Il concept del festival per quest’anno si ispira alla Festa dei Giudei di San Fratello. In questo piccolo paese dei Nebrodi, durante le celebrazioni liturgiche della Settimana Santa, i “Giudei”, vestiti del loro costume tipico, disturbano le preghiere con trombe e catene, contaminando il sacro con la profanità dei loro suoni. Durante il quarto giorno di OSS, i Giudei hanno sfilato per le vie di Ortigia disturbando la quiete dei turisti in visita nel centro storico.
Giudei, potremmo dire, sono anche gli organizzatori stessi, portatori di suoni da ogni parte del mondo in una città che, ancorata al passato, fa fatica ad accettare la novità: soprattutto quando questa si presenta sotto forma di serate musicali che rischiano di disturbare la quiete degli abitanti del centro storico. Negli scorsi anni, più di una volta il festival è stato criticato, soprattutto quando ha proposto eventi in piazze pubbliche. I siracusani hanno risposto partecipando sempre di più al festival, consacrandolo definitivamente in questa edizione con una presenza mai vista prima.
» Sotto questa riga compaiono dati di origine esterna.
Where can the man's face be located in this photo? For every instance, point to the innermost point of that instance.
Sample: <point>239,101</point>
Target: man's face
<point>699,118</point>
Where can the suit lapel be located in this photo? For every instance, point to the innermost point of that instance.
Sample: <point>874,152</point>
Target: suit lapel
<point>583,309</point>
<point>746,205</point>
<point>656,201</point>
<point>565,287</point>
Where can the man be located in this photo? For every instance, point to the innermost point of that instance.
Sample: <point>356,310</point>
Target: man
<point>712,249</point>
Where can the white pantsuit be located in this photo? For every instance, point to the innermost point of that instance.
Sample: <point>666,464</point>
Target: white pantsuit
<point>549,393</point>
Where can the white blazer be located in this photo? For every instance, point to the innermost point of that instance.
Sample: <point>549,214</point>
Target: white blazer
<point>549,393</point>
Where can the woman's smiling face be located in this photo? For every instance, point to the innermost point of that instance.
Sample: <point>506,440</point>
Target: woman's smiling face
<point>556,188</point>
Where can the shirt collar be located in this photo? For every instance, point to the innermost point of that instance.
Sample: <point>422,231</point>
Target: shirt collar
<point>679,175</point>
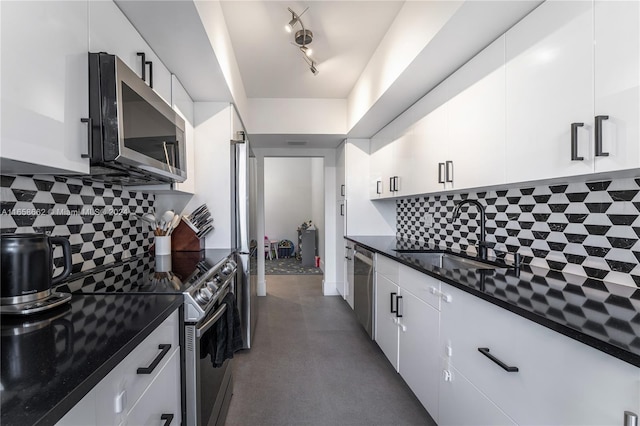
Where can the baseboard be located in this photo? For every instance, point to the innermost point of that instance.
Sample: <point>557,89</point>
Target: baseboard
<point>329,288</point>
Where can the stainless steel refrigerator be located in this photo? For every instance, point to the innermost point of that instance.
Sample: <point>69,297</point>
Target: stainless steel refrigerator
<point>243,222</point>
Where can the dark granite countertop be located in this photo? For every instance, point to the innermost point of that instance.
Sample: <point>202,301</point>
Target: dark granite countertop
<point>50,361</point>
<point>603,315</point>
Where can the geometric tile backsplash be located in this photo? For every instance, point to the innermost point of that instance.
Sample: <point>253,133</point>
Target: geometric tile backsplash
<point>589,228</point>
<point>97,218</point>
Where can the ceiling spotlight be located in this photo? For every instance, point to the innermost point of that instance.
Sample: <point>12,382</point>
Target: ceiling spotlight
<point>302,39</point>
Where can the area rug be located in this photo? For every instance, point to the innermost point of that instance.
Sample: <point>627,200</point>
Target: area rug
<point>289,266</point>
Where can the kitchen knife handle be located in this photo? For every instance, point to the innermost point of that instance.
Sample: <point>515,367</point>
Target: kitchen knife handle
<point>574,142</point>
<point>599,152</point>
<point>89,122</point>
<point>144,65</point>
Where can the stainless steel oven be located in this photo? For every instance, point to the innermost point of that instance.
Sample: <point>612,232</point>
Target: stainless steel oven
<point>208,388</point>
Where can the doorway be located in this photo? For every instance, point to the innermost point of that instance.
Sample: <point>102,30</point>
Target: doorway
<point>294,209</point>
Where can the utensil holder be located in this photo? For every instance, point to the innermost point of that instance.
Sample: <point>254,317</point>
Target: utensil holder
<point>163,245</point>
<point>184,238</point>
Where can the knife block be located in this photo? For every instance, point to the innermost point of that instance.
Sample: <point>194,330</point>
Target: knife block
<point>183,238</point>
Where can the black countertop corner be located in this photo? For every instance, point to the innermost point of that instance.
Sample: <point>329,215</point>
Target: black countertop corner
<point>50,361</point>
<point>603,315</point>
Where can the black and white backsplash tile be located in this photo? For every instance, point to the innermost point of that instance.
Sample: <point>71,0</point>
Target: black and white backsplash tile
<point>97,218</point>
<point>589,228</point>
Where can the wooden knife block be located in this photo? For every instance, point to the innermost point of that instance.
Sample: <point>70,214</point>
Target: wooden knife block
<point>183,238</point>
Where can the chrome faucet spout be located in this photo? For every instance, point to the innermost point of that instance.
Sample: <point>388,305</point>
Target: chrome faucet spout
<point>482,243</point>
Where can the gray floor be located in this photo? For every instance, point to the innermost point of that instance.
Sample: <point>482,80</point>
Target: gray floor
<point>312,364</point>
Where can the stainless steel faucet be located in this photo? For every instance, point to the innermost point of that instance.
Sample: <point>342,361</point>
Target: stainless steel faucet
<point>482,243</point>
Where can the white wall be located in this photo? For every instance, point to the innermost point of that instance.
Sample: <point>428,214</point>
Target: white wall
<point>291,116</point>
<point>213,168</point>
<point>317,202</point>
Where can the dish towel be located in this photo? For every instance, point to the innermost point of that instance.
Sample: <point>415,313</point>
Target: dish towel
<point>225,338</point>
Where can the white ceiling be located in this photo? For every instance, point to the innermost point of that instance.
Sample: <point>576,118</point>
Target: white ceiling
<point>345,36</point>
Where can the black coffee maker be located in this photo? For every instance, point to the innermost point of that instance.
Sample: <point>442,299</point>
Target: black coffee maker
<point>26,278</point>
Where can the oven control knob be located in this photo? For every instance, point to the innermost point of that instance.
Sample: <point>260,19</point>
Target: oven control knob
<point>204,295</point>
<point>213,285</point>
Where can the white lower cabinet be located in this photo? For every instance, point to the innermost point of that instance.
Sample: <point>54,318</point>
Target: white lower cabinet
<point>418,353</point>
<point>141,389</point>
<point>160,404</point>
<point>386,326</point>
<point>558,381</point>
<point>462,404</point>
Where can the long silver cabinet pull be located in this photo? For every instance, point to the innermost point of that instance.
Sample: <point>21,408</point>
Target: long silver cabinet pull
<point>630,419</point>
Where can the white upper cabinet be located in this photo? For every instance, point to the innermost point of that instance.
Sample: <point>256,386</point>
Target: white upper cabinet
<point>477,120</point>
<point>44,87</point>
<point>550,86</point>
<point>111,32</point>
<point>617,83</point>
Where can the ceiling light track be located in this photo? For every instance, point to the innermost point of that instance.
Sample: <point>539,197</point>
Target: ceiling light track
<point>302,38</point>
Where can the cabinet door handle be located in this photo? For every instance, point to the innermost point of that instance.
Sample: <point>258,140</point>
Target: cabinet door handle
<point>599,152</point>
<point>144,65</point>
<point>630,418</point>
<point>164,349</point>
<point>398,314</point>
<point>89,122</point>
<point>150,73</point>
<point>505,367</point>
<point>574,141</point>
<point>449,171</point>
<point>440,172</point>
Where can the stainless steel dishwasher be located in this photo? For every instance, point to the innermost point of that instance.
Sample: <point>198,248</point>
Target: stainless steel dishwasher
<point>363,287</point>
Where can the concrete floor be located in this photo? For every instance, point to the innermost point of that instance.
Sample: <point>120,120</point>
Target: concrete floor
<point>313,364</point>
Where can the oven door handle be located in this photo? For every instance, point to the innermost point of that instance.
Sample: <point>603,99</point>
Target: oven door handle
<point>207,325</point>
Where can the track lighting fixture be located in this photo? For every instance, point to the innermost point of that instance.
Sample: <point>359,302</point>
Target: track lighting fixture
<point>302,38</point>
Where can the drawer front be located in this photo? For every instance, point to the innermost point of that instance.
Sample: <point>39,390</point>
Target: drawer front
<point>121,388</point>
<point>161,400</point>
<point>462,404</point>
<point>559,381</point>
<point>388,268</point>
<point>423,286</point>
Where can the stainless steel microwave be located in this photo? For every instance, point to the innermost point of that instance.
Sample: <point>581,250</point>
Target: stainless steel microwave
<point>136,138</point>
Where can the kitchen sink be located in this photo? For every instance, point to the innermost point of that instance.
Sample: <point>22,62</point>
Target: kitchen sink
<point>448,260</point>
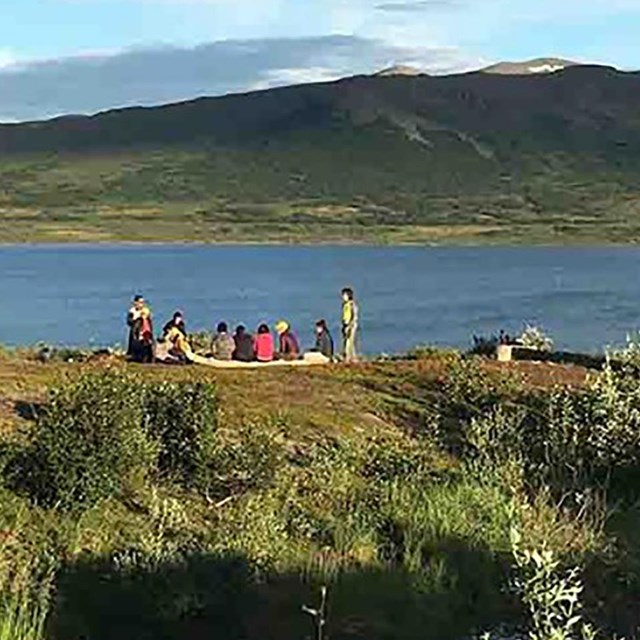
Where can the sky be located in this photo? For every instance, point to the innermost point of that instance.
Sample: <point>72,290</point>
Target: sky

Questioni condominiali a parte, OSS per il 2018 ha presentato un viaggio sonoro che ha come punto di partenza e di arrivo l’ Italia, portandoci in giro per il mondo nel frattempo. Il mercoledì sera infatti, aprono gli Stump Valley, duo torinese; la domenica sera, chiudono il festival i rappresentanti del Napoli Sound Mystic Jungle, Filippo Zenna e Nu Guinea. Tutto quello che accade nel frattempo è un vagare fatto di suoni e culture completamente diverse, legate a doppio filo dall’idea di unire passato e futuro per creare qualcosa di nuovo: Kamaal Williams e il suo nu-jazz ultraritmico, Nathy Peluso e la sua personale interpretazione della musica tipica argentina (giovedì sera); il maestro del reggae Lee Scratch Perry e il nuovo volto sotto forma di Megamix degli Hot Chip (venerdì sera); il viaggio techno in Marocco di James Holden e i suoi Animal Spirits, subito prima della rivisitazione elettronica della dabka di Omar Souleyman (sabato sera).
Non è finita qui, ovviamente: il venerdì Erlend Øye ha regalato uno spettacolare concerto al tramonto del Castello Maniace, la vecchia roccaforte difensiva siracusana, mentre ogni giorno due boat party hanno portato i dj set ad un altro livello, regalando un’esperienza unica a chiunque abbia avuto la fortuna di salire sulle barche turistiche del festival.
Partecipare ad un festival come OSS non è paragonabile a una qualsiasi delle altre esperienze di questo tipo che si possono fare in giro per l’Italia, complici anche i posti in cui gli artisti si trovano a suonare: che sia su una barca a largo della costa siracusana o nella piazza d’armi del Castello Maniace, con il mare notturno che luccica sullo sfondo, c’è da restare a bocca aperta per l’impressionante bellezza che circonda la musica di OSS.
Nella sua pagina Facebook il festival dichiara di vendere felicità: dopo aver trascorso la settimana ad OSS non possiamo fare altro che confermare tutto. Eravamo già stati l’anno scorso al festival, torneremo il prossimo anno e auguriamo a OSS di andare avanti finché ne avrà voglia. Noi ci saremo sicuramente.